We’ve all done it at some point in life. Whether by accident or deliberate, conforming to a stereotype can happen to any of us.
When an African American does it, the effects can have lasting repercussions. Especially in a public forum. Just look at Herman Cain, and his absurd 9-9-9 plan. I cringed whenever he’d get a question during the Republican debates, because he’d refer back to his tax plan, never really giving any concrete details, simply parroting 9-9-9, as if he were on autopilot. Cain was more than willing to grin and tap dance for the Republican party. Now that he’s merely a footnote, the guy still thinks his opinion matters. I’m sure his press conference will be packed when he finally gives his endorsement.
I don’t think he gets it. After allegations of serial infidelity, none of the still remaining candidates may want to align themselves with the man.
So what did he get for his willingness to conform to a known stereotype?
Not much, from what I can tell. The woman who’s stood by his side for all these years has to be hurting, as well as his children. Sure, Mrs. Cain put on a brave face. But the revelation that her husband is a lothario appeared to be a serious breach of trust and character, and the sacred vow of marriage to remain faithful.
But while Cain may end up simply being a footnote when the history of the 2012 presidential campaign is mentioned, it may not be as easy to ignore the stereotypes on celluloid of The Help.

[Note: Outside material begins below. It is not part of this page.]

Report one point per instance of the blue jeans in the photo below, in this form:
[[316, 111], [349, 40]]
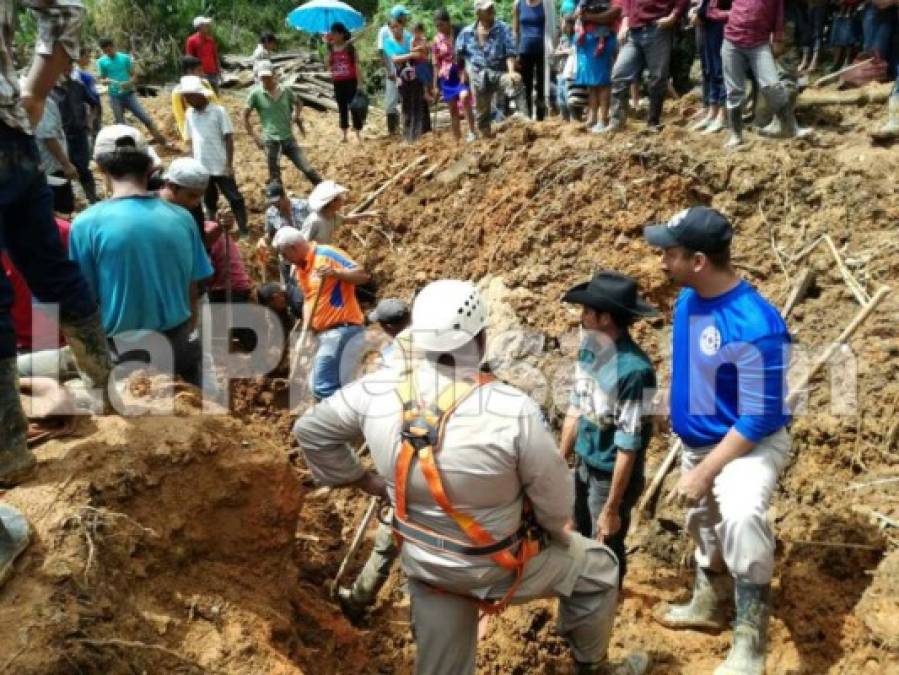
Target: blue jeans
[[713, 91], [29, 235], [130, 102], [647, 47], [879, 28], [336, 358], [591, 491]]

Because when I heard Viola Davis state this:
“I’m playing a maid, a black actress playing a maid in 2011 in Hollywood, is a lot of pressure. You don’t play a maid. That is something you don’t do. When you play a maid where a white woman has written a story and a white man is directing it, so there is no way that it’s gonna be. . . I’m essentially playing a Mammy. So I felt a lot of pressure. Absolutely. And then and of course pressure from the readers who all wanted Oprah to play the role. And saw her as being seventy years old and about two hundred and fifty pounds or you know, yeah, I felt a lot of pressure. But it’s like Tate says, if you work from that point of pressure and fear, your work is gonna crack. At some point you just have to leave it alone. And know that we have our own standard of excellence . . . “
Viola’s statement starts at about 8 minutes into the 10 minute audio clip
Link: Atlanta Mom’s on The Move http://www.youtube.com/watch?v=shc0mdT-0Cc
Yes, she admitted her role was as a Mammy. But she also sounds tired. Before I transcribed the above quote, Viola was pouring her heart out to the interviewer. I wish the audio was better, but essentially Viola explains that while she may be viewed as a working actress, her parts haven’t always been as the star:
” . . . I work a total of 9 days maybe and that’s a lot. And people will say yeah but you were in that movie. So this was a chance for me to actually really develop a character, to be a part of it. And characters who are fully explored beyond taking care of babies and cooking in the kitchen. And they’re real roles for black women.”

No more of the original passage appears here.